Code of practice
The IATI technical team follows a code of practice when developing and maintaining software:
- We should know which code is ‘ours’: when possible, IATI code should be a part of the IATI GitHub.
- Projects and code should be appropriately branded. Please email the IATI technical team for branding guidelines: firstname.lastname@example.org
- Projects and code should be in version control and present links to issue trackers and source code.
- Code should have a document, roadmap, estimate of resources and a licence.
- Projects should make use of Semantic Versioning.
- Updates to IATI code must not break existing functionality, except where permitted by semantic versioning practices.
- Deployed code should be on servers available to the IATI technical team.
- Status of software should be indicated in deployments: development, staging and live versions should be properly identified.
- When possible, code should log details about its usage.
- Developers should be able to find help and useful resources easily.

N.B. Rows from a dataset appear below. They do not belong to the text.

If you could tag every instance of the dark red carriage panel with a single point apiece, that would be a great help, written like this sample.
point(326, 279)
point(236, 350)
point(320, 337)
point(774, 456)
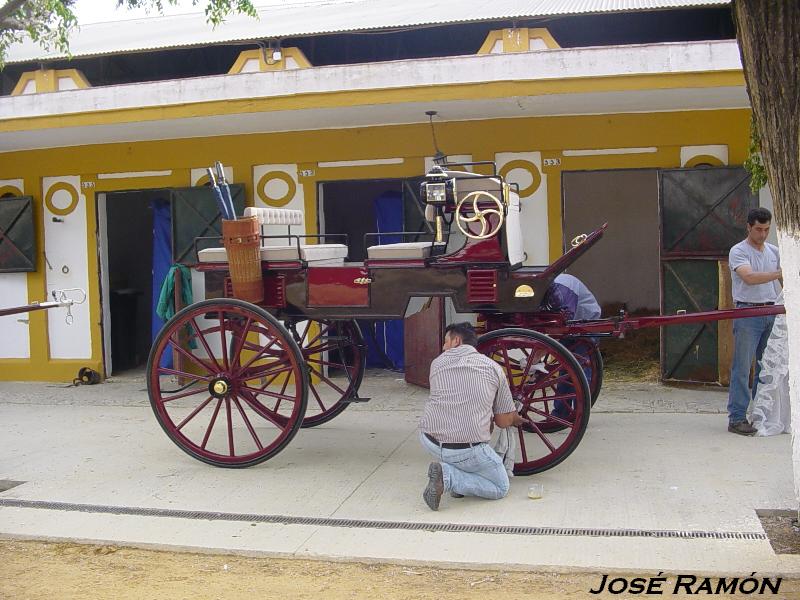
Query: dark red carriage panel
point(338, 286)
point(481, 286)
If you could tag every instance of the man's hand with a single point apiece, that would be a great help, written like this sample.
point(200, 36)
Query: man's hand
point(751, 277)
point(504, 420)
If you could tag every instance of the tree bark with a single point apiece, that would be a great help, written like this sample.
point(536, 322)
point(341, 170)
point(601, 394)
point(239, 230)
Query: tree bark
point(769, 42)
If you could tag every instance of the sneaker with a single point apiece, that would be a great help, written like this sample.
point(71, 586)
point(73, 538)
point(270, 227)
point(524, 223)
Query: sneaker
point(435, 488)
point(742, 428)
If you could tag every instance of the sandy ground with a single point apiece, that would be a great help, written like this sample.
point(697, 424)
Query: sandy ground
point(65, 571)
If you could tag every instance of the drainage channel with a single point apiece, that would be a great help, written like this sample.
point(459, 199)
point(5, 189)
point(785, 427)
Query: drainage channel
point(371, 524)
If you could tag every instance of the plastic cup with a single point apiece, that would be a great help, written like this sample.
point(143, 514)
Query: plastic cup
point(535, 491)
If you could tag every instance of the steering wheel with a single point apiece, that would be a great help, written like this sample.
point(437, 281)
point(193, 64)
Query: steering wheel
point(479, 215)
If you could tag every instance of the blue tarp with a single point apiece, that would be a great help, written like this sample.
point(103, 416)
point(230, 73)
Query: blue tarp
point(162, 261)
point(388, 338)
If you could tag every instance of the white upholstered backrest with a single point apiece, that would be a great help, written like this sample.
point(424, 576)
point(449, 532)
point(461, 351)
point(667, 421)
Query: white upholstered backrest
point(275, 216)
point(516, 251)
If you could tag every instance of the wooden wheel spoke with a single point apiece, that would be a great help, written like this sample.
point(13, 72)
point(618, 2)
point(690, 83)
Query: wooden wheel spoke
point(193, 414)
point(552, 417)
point(541, 435)
point(237, 352)
point(265, 371)
point(262, 410)
point(567, 398)
point(259, 391)
point(223, 342)
point(507, 364)
point(325, 327)
point(247, 423)
point(195, 359)
point(522, 445)
point(549, 381)
point(326, 347)
point(200, 335)
point(328, 363)
point(211, 423)
point(326, 380)
point(166, 371)
point(261, 351)
point(184, 394)
point(231, 449)
point(316, 395)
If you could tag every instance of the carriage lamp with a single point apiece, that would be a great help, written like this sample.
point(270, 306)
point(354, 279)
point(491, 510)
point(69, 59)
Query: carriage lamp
point(436, 192)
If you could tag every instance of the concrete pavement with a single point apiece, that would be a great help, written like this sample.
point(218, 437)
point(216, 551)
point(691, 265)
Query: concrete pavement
point(657, 484)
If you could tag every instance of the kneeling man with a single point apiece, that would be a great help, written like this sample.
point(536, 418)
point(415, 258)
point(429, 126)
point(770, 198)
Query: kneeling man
point(468, 391)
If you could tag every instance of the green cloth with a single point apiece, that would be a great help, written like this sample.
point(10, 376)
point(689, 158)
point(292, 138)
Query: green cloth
point(166, 299)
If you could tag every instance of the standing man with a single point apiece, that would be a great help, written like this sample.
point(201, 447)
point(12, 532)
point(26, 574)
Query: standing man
point(755, 272)
point(468, 391)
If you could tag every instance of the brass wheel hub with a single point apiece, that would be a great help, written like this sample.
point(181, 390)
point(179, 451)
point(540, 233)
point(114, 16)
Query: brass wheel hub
point(219, 387)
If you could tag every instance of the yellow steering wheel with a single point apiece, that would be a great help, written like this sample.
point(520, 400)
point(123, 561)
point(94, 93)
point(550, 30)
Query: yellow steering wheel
point(479, 215)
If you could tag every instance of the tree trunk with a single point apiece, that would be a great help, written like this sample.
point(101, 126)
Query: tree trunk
point(769, 42)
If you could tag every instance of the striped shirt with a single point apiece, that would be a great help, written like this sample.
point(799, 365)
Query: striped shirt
point(467, 388)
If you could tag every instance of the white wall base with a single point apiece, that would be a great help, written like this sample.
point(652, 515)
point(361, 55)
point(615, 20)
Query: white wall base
point(790, 263)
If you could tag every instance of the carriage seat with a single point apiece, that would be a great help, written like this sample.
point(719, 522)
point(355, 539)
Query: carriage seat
point(401, 250)
point(315, 254)
point(405, 250)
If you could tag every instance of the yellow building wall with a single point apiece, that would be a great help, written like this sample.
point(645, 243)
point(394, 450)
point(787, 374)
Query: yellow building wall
point(667, 132)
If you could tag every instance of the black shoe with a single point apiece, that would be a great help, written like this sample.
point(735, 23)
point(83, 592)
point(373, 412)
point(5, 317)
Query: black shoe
point(435, 488)
point(742, 428)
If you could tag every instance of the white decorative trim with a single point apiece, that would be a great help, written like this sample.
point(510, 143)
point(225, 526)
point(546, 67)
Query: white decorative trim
point(557, 64)
point(133, 174)
point(605, 151)
point(719, 151)
point(360, 163)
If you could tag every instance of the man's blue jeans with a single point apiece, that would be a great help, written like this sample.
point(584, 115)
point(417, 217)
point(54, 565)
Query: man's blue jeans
point(749, 340)
point(475, 471)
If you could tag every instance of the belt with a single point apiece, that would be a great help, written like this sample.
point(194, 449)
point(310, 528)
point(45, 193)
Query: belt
point(452, 445)
point(756, 303)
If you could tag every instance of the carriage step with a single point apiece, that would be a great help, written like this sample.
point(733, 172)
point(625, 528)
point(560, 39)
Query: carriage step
point(354, 399)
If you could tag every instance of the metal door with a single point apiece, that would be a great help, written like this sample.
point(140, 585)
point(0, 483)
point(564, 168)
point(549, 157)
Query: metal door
point(195, 215)
point(17, 235)
point(703, 214)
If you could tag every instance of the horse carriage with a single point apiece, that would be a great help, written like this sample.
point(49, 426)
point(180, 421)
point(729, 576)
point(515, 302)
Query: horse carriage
point(232, 378)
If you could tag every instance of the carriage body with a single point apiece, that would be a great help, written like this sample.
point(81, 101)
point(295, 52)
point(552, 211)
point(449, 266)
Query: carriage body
point(245, 377)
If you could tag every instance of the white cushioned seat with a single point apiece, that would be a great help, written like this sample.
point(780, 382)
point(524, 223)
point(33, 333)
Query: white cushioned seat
point(403, 250)
point(319, 255)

- We should protect our users’ privacy and ensure our code is secure.
- Projects should have continuous integration and testing with appropriate tools
- Projects should make use of appropriate tools to ensure that dependencies are updated when possible.
- Repositories should contain protected main and develop branches.
- Bug fixes and feature work should be branched off from the dev branch.
- Pull requests from these branches are then made to the dev branch.
- Code reviews for pull requests are made in local environments.
- The develop branch is deployed and tested in a development environment or server.
- Once the feature branches have been merged, deployed and tested in the development environment, a pull request can be made from the develop branch to the main branch.
- The main branch is then deployed to the live environment when a GitHub Release is created.
- Only the main branch should be deployed to live environments.
- Urgent hotfixes can have pull requests done to the main branch and this should be undertaken only by the IATI Technical Team.
- Content and general use reviews should be done in a development environment, built using the development branch.